In spite of this excitement to relish live acts in real life, 45 per cent of event-loving Brits feel out of practice after more than a year of cancelled gigs, festivals and theatre.
Almost half (49 per cent) fear they have forgotten how it feels to be in a big crowd, just under a third (32 per cent) worry they’ve lost their rhythm and can no longer dance and 28 per cent can’t remember how to put up a tent.
Gigs (23 per cent) and festivals (19 per cent) are where live loving Brits feel most out of practice after 12 months without flexing their musical muscles.
In fact, four in 10 (42 per cent) worry they could be at risk from a number of new festival ailments coined by Barclaycard Entertainment.
More than one in 10 (12 per cent) fear they might to succumb to ‘chant throat’, a jaw and mouth disorder incurred by singing and shouting, and just under a tenth are readying themselves for ‘welly knee’ as they trudge through the infamous muddy fields of the UK.
Other ailments include ‘festival forehead’ caused by dehydration, and ‘tent elbow’ – which affects those trying to get dressed horizontally in a too-small tent.
To help Brits limber up and get ready for live entertainment, Barclaycard teamed up with Mr Motivator to create a warm-up routine for those out-of-practise.
Moves are designed to ease bodies back into live entertainment ‘exercise’ and protect against on site soreness.

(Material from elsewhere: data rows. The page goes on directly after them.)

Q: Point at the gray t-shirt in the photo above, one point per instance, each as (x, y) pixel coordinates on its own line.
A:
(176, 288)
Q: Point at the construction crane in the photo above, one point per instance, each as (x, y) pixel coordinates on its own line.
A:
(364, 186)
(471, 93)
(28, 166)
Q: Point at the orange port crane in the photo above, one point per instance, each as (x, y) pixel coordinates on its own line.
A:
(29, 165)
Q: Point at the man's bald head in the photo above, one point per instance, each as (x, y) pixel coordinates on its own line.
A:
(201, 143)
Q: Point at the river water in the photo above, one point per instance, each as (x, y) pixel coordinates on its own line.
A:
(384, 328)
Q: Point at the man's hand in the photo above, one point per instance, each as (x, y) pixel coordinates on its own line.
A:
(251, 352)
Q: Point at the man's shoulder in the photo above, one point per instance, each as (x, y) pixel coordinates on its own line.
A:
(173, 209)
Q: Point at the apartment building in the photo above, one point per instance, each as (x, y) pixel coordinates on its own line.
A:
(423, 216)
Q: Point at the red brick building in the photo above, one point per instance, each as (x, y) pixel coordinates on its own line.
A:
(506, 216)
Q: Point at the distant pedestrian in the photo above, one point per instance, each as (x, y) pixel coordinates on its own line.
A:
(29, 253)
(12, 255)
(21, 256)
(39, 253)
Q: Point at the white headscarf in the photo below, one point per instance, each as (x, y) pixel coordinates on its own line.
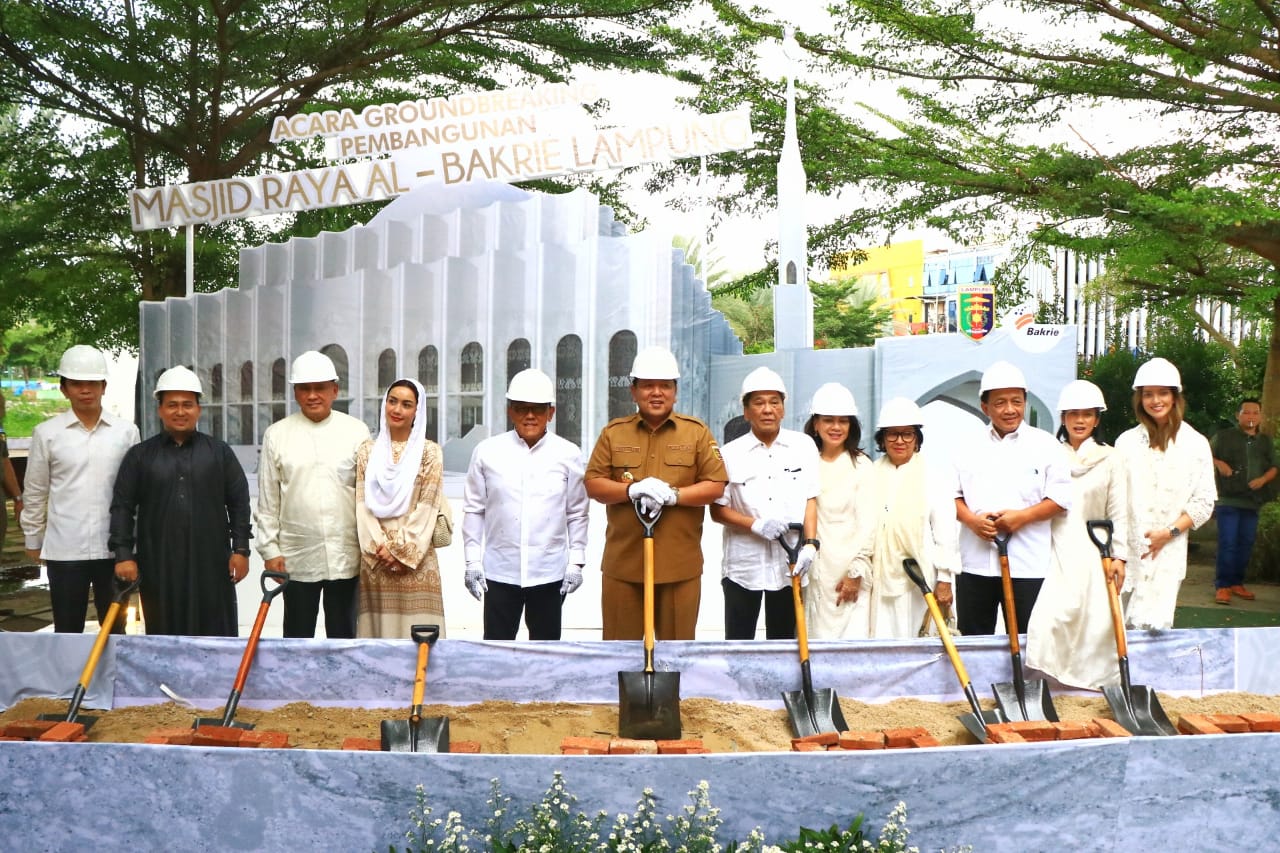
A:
(388, 484)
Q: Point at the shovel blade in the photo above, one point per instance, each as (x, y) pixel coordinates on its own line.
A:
(819, 716)
(1139, 711)
(1037, 703)
(429, 734)
(649, 706)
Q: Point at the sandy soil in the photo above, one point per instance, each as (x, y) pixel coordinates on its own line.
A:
(507, 728)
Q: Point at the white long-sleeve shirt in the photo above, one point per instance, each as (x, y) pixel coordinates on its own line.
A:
(525, 509)
(1011, 473)
(306, 496)
(71, 471)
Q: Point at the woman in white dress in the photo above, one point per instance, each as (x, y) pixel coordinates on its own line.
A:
(835, 607)
(1171, 491)
(1070, 634)
(914, 519)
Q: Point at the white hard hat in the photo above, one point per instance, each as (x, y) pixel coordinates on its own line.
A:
(833, 398)
(82, 361)
(531, 386)
(1001, 375)
(1159, 372)
(178, 379)
(312, 366)
(1080, 393)
(654, 363)
(900, 411)
(763, 379)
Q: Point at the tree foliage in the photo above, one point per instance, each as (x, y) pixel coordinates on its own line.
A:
(104, 97)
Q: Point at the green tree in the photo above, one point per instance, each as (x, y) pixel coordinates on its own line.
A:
(117, 96)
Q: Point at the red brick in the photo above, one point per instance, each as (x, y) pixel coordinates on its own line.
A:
(1109, 728)
(632, 747)
(862, 740)
(28, 729)
(593, 746)
(268, 739)
(903, 737)
(679, 747)
(1229, 723)
(1034, 729)
(1262, 721)
(65, 733)
(362, 744)
(1074, 730)
(216, 737)
(1197, 724)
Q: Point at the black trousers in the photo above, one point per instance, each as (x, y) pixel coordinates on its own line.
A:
(540, 605)
(743, 611)
(69, 583)
(978, 597)
(302, 607)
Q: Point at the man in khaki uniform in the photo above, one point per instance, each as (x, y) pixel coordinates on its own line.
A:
(663, 460)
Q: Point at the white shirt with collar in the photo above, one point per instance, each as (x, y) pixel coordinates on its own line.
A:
(525, 509)
(767, 482)
(306, 496)
(71, 473)
(1013, 471)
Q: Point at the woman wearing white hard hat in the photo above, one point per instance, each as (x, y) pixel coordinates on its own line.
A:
(400, 487)
(1069, 634)
(1171, 491)
(836, 601)
(914, 519)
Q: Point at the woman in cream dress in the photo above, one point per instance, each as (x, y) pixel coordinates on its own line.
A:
(1171, 491)
(835, 605)
(1070, 634)
(400, 478)
(914, 519)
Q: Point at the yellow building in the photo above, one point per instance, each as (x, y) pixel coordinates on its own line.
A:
(895, 274)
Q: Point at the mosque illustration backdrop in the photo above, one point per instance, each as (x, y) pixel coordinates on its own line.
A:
(464, 287)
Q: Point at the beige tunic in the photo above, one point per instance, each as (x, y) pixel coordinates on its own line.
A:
(391, 602)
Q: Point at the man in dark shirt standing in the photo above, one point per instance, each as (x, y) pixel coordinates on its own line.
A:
(1243, 466)
(188, 496)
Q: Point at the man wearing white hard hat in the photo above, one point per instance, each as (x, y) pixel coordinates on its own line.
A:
(71, 470)
(772, 483)
(1013, 482)
(181, 519)
(524, 529)
(1171, 491)
(306, 502)
(667, 463)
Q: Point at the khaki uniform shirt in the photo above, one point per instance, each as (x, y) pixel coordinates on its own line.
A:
(680, 452)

Mr Motivator said: “The atmosphere at festivals and the sound of live entertainment are great for the soul and release those happy hormones which provide so many wonderful benefits, such as reducing stress levels and improving your overall mood.
“A happy mind, a fit body and a happy life in unison is what we should all strive for.
“For years, I’ve performed on-stage workouts across the UK to help people get into the festival spirit, but this year is different, and we need to put in the prep before we even get to the field.
“I hope this workout gets people set for the summer and a deluge of incredible live performances.”